Revenue Cycle is About More Than Just Cost. It’s About Patient Experience.
Indirect spend, or purchased services, represents a sizable chunk of a hospital’s operating expenses — in most cases, the number is anywhere from 20-25%.
Consider for a moment all the aspects that comprise indirect spend: There’s food, facilities infrastructure, human resources, information technology, insurance and support services, just to name a few. As you might suspect, it can get awfully unwieldy.
There’s also revenue cycle, which comprises roughly 3% of indirect spend. While it’s often viewed more in terms of finance, revenue cycle plays just as important a role in patient experience as these other facets. As health systems work to stay in the green and improve patient outcomes, gaining control over indirect spend is vital — and revenue cycle can be a particularly crucial, if sometimes perplexing, piece of the puzzle, says Pooja Solanki, Vizient senior principal, indirect spend.
“Revenue cycle,” she said, “is a critical lifeline for health systems.”
Read the discussion with Solanki below to learn more about providers’ biggest pain points related to revenue cycle, as well as some strategies and quick wins they can work toward in this space.
When it comes to revenue cycle, what are some of providers’ biggest pain points?
Healthcare organizations are seeing double-digit losses coming out of 2022. So, they're looking at revenue cycle management as their solution and asking, ‘Can we get better at this to drive the cash flow to sustain our business so that we can ensure the best patient outcomes? And what else can we do to be more efficient since we are seeing labor shortages?’ They're not able to find the staff to manage these processes and so sometimes they need outside help, like vendors and automation.
What are some of the best solutions to help providers tackle these pain points, particularly for those who are in the position to implement some higher-level strategies?
The same solutions they have used in the past are not going to work in today’s environment. We find that some of the cutting-edge health systems are realizing that they need to do what they do best, which is direct patient care, and so they are utilizing automation to drive some of the back fills that they're not able to fill in their revenue cycle labor force.
What’s also key is not looking at the cost of collection or the cost of replacing a headcount. It’s not all about cost, but about the performance of your revenue cycle. So, is automation really reducing your denials? Is it really improving the performance of your revenue cycle process? It's about looking at performance management and determining if you are going to get more bang for your buck. That’s what the cutting-edge health systems are doing.

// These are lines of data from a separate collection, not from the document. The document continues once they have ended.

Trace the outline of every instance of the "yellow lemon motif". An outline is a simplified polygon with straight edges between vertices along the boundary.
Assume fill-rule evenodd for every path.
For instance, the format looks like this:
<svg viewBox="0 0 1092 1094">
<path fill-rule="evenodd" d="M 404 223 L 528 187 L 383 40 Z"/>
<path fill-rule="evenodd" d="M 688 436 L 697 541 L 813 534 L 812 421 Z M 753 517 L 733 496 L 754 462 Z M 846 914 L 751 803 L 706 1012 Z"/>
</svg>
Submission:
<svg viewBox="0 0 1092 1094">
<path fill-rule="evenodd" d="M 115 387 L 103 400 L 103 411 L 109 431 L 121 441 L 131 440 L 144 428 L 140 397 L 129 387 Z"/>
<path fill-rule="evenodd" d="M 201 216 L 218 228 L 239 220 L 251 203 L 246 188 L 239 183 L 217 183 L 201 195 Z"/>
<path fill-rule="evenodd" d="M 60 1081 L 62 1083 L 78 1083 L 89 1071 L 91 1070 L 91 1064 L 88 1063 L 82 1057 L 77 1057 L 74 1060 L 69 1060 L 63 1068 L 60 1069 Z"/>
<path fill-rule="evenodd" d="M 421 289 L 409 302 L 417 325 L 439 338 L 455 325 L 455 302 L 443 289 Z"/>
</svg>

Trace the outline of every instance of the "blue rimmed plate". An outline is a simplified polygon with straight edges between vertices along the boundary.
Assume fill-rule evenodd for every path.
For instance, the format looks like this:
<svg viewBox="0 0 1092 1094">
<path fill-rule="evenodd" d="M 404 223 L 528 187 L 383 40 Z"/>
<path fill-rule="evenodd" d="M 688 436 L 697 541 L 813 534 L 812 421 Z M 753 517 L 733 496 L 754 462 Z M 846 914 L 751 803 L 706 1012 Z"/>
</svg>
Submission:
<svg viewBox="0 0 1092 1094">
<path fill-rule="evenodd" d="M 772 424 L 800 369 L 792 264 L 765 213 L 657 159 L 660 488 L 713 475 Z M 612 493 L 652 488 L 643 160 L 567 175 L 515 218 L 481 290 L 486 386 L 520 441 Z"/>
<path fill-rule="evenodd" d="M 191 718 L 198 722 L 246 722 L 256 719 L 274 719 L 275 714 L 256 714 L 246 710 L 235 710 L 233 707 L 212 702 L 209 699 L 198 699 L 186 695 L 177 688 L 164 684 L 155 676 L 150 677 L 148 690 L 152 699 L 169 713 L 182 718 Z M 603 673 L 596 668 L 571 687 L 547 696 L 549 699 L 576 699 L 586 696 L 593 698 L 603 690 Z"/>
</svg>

For those providers who may not be able to implement those larger strategies, are there some “quick-win” areas they can focus on?
Often, the quick-win areas are in the front end of the revenue cycle process itself. A lot of times health systems are using their front office staff to collect patient copay at time of service. There's so much research that shows once the patient leaves, it's much harder to collect that copay. So, if you're able to, training your staff to maximize collections at point of service is really critical.
The other one we see is in that process of going through insurance verification of the patient and what is required by the payer in terms of prior authorization. It’s important to ensure all those steps are followed so that you have a clean claim to submit to the payer. That first clean claim reduces the chances of a denial or delays in payment by the insurance company. By using those process improvement principles, especially if it's your own staff, you can alleviate some of the error rates that are avoidable.
Also, when a patient leaves, a coder typically codes for that visit and says, "OK, this is what services were rendered." That code then turns into a claim that's sent to the insurance company. If you are not able to code fast enough — if you don't have enough capacity or enough staff — it leads to more cash flow issues because you're delaying your submission of the claim and delaying the whole cycle of getting paid by the insurance company.
By really focusing on your capacity, your capabilities and the quality of your coding, you can solve a lot of errors and delays in your cash flow. It’s not easy by any means, but these are quick wins that health systems can definitely focus on with their own staff right away.
Are there specific examples that come to mind when you think of providers you've worked with who have been particularly good at tackling some of these pain points related to revenue cycle?
One success story was with an academic medical center that was looking at self-pay collections. They had their own staff doing them, but we saw that their performance in collections was declining year over year. This health system was like, ‘You know what? We'd rather have our staff focus on other things that we know they could do better. Can we outsource this?’ By utilizing an outside vendor they were able to see millions of dollars in increased collections just in a year. For health systems that are struggling financially and completely in the red, you can imagine the type of financial impact this could have.
And remember that patient experience is really critical when doing self-pay collections. Revenue cycle is a critical part of the patient journey for the provider. It's not just about spend — it's about the top-line health of the hospital. So, I'm honored that health systems look to us for insight into some of those decisions to ensure they are able to effectively vet vendor options to help drive their financial sustainability without harming the patient experience.